In Ontario, the poor continue to be with us. Social assistance rates are deeply inadequate to meet the basic needs of most recipients, with increases below the rate of inflation. Thirty of the 59 federal ridings in the Diocese of Toronto have child poverty rates above the national average. Overall, more than 26 per cent of children in Toronto live in poverty, while in the riding of Toronto Centre, the child poverty rate is 40 per cent – one of the highest rates in Canada. A recent report from the Ontario Association of Food Banks pointed out that over half a million people in Ontario used a food bank in the last year. One-third of them were children. Worryingly, the number of seniors using food banks jumped by 10 per cent.

Recently announced changes to social assistance will make it more difficult for people to qualify for the higher rates offered to those with disabilities, and increased clawbacks will mean people lose the benefit of additional earnings even earlier, becoming ineligible for assistance while still making far below minimum wage. Minimum wage itself has been frozen until October 2020, and protections for precarious workers have been rolled back. Even the federal government’s seniors’ benefits, which for decades helped to ensure income security for the elderly, have failed to keep pace with the cost of living. The federal government has introduced a national poverty reduction strategy but has not yet introduced any new programs or funding.

Each year, the diocese’s College of Bishops approves a motion prepared by the Diocesan Social Justice & Advocacy Committee for parishes to consider at their annual vestry meeting. The Social Justice Vestry motion for 2019 calls us to stand in solidarity with those living in poverty in our communities. Usually the motion contains a specific policy request of one or more levels of government. This year, however, the motion is constructed somewhat differently, inviting parishes not just to assent to a resolution, but to take on specific advocacy and action steps of their own.

We recognize that poverty is the result of multiple factors that can be addressed by policy measures on the part of government, but such measures require political will and cooperation over the long term.  In the meantime, people in our communities are living with real needs that must be met.
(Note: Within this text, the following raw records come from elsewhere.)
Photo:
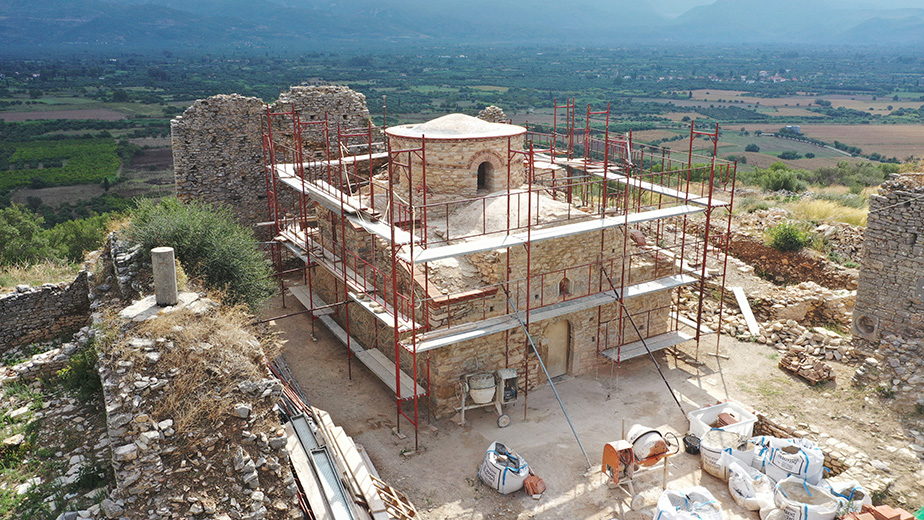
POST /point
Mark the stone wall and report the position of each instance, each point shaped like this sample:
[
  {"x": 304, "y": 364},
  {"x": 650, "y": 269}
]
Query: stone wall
[
  {"x": 218, "y": 145},
  {"x": 890, "y": 296},
  {"x": 452, "y": 166},
  {"x": 218, "y": 155},
  {"x": 30, "y": 315},
  {"x": 888, "y": 318}
]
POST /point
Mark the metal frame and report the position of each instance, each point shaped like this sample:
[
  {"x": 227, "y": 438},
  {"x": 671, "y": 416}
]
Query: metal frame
[{"x": 609, "y": 181}]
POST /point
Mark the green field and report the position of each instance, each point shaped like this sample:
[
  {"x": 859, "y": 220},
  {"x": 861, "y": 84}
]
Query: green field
[{"x": 57, "y": 163}]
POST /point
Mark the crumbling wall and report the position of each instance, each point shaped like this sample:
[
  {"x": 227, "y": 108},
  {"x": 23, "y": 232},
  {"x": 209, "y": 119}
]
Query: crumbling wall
[
  {"x": 218, "y": 145},
  {"x": 888, "y": 319},
  {"x": 218, "y": 155},
  {"x": 47, "y": 312},
  {"x": 890, "y": 296}
]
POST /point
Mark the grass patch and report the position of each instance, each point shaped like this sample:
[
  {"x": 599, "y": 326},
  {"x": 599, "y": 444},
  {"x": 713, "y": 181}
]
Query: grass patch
[
  {"x": 216, "y": 350},
  {"x": 788, "y": 237},
  {"x": 48, "y": 271},
  {"x": 827, "y": 211},
  {"x": 80, "y": 376}
]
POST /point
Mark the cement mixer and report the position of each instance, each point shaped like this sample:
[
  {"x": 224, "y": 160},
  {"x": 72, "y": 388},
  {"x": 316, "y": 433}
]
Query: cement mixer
[{"x": 640, "y": 450}]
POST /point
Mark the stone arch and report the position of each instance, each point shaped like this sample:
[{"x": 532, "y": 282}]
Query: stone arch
[{"x": 490, "y": 170}]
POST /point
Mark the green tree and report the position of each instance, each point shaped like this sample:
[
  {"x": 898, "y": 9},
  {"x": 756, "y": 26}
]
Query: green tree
[
  {"x": 210, "y": 245},
  {"x": 22, "y": 239}
]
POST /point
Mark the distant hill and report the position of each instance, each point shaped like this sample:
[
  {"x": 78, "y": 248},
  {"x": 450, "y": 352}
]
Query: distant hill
[{"x": 306, "y": 24}]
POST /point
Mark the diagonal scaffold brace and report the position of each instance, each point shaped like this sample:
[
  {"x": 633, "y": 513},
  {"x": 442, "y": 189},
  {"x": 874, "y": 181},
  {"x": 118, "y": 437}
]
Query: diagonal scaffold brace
[
  {"x": 548, "y": 377},
  {"x": 644, "y": 344}
]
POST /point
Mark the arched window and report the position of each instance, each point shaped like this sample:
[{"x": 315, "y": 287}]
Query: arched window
[{"x": 485, "y": 170}]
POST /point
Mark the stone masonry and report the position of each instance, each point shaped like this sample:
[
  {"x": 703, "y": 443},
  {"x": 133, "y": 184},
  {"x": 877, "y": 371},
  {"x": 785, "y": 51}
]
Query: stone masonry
[
  {"x": 218, "y": 146},
  {"x": 888, "y": 317},
  {"x": 30, "y": 315}
]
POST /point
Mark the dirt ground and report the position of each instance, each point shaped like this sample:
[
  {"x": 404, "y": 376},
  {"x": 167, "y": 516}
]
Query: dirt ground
[{"x": 440, "y": 478}]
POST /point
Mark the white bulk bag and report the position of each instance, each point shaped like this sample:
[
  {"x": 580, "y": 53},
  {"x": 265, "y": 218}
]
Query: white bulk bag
[
  {"x": 695, "y": 503},
  {"x": 796, "y": 499}
]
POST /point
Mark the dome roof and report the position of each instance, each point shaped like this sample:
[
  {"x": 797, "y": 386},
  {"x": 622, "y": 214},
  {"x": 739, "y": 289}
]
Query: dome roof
[{"x": 456, "y": 126}]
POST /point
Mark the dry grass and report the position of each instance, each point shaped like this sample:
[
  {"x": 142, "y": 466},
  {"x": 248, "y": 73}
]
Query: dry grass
[
  {"x": 827, "y": 211},
  {"x": 214, "y": 353},
  {"x": 36, "y": 274}
]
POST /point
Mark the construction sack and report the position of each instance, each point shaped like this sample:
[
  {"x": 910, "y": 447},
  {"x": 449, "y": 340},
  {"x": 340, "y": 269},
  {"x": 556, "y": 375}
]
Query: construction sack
[
  {"x": 711, "y": 446},
  {"x": 503, "y": 469},
  {"x": 851, "y": 496},
  {"x": 750, "y": 488},
  {"x": 534, "y": 485},
  {"x": 782, "y": 458},
  {"x": 695, "y": 503},
  {"x": 796, "y": 499}
]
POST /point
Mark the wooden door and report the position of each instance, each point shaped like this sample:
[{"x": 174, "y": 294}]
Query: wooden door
[{"x": 557, "y": 350}]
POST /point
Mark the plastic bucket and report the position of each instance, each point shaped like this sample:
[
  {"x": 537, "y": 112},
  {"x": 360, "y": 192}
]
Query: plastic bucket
[{"x": 711, "y": 446}]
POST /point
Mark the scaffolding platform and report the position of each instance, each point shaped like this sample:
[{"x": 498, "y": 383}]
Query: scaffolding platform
[
  {"x": 654, "y": 343},
  {"x": 468, "y": 331},
  {"x": 521, "y": 238},
  {"x": 375, "y": 361}
]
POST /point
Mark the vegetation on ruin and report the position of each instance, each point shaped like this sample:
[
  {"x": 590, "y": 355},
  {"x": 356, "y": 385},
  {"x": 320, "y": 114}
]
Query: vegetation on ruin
[
  {"x": 788, "y": 237},
  {"x": 209, "y": 244}
]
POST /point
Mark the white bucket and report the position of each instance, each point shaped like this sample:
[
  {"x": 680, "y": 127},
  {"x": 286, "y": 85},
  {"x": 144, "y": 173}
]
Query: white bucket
[
  {"x": 482, "y": 387},
  {"x": 711, "y": 446}
]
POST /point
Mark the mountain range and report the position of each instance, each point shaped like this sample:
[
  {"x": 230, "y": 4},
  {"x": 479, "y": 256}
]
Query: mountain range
[{"x": 323, "y": 24}]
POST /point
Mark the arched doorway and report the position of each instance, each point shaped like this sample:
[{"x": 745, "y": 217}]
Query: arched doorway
[
  {"x": 557, "y": 348},
  {"x": 485, "y": 171}
]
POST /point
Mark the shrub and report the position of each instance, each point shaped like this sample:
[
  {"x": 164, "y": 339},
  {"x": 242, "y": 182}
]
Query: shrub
[
  {"x": 209, "y": 243},
  {"x": 782, "y": 180},
  {"x": 788, "y": 237}
]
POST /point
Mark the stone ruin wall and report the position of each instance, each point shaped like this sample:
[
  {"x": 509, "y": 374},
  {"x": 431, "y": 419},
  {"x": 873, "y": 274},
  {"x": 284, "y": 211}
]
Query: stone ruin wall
[
  {"x": 218, "y": 145},
  {"x": 452, "y": 167},
  {"x": 30, "y": 315},
  {"x": 888, "y": 317}
]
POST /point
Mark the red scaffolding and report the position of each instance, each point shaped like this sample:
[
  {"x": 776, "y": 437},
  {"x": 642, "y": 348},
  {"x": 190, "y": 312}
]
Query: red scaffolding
[{"x": 377, "y": 260}]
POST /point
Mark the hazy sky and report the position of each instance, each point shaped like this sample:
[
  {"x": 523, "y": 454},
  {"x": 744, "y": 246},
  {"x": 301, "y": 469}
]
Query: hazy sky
[{"x": 678, "y": 7}]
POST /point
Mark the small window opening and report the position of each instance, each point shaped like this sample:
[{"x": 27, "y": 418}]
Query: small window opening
[{"x": 484, "y": 170}]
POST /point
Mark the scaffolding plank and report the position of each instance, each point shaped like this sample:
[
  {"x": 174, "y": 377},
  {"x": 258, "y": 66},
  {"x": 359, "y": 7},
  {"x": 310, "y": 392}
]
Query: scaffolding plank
[
  {"x": 520, "y": 238},
  {"x": 596, "y": 169},
  {"x": 692, "y": 324},
  {"x": 654, "y": 343},
  {"x": 387, "y": 317},
  {"x": 657, "y": 188},
  {"x": 377, "y": 363},
  {"x": 303, "y": 295},
  {"x": 753, "y": 327},
  {"x": 305, "y": 474},
  {"x": 470, "y": 331},
  {"x": 384, "y": 369}
]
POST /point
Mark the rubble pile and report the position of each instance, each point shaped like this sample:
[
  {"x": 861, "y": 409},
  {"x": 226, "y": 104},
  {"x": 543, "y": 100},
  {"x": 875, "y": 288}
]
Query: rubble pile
[
  {"x": 789, "y": 336},
  {"x": 806, "y": 302},
  {"x": 806, "y": 367},
  {"x": 232, "y": 461},
  {"x": 845, "y": 240}
]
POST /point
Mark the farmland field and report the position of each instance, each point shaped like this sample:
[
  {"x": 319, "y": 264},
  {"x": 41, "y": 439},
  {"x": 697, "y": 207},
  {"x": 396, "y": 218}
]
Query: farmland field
[
  {"x": 57, "y": 163},
  {"x": 891, "y": 140},
  {"x": 102, "y": 114}
]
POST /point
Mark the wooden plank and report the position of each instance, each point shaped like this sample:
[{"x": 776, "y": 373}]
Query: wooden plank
[
  {"x": 468, "y": 331},
  {"x": 384, "y": 369},
  {"x": 305, "y": 474},
  {"x": 356, "y": 467},
  {"x": 303, "y": 295},
  {"x": 654, "y": 343},
  {"x": 519, "y": 238},
  {"x": 753, "y": 327}
]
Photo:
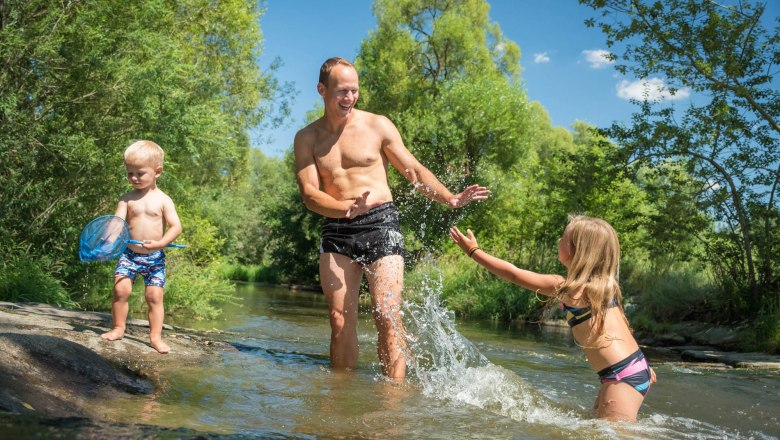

As those who follow Christ, we resist the notion that our society cannot afford to protect the most vulnerable, and we continue to call on our governments to establish policies that reduce inequality, so that all can live in dignity. This year’s vestry motion invites each parish to consider and adopt at least one way of increasing its advocacy on behalf of those in need. A list of suggestions is included with the motion, with more details provided on the diocese’s website, The Diocesan Social Justice & Advocacy Committee can also assist parishes with writing letters and organizing visits with local elected officials.

While we continue to advocate for systemic change, we are also called to demonstrate our solidarity and concern directly. Again, the actions taken will be different for each parish. Some parishes may choose to explore a new outreach ministry, while others may choose to expand or enhance an existing program. Still others may take the opportunity to increase their parish FaithWorks commitment. By giving our time, money and presence to those whom society sees as expendable, we resist our culture’s glorification of wealth and power, and bear witness to Jesus, who identified with “the least of these”.

Reaching out, speaking up and standing in solidarity with those in need, we commit our parishes to fulfilling the law of Christ.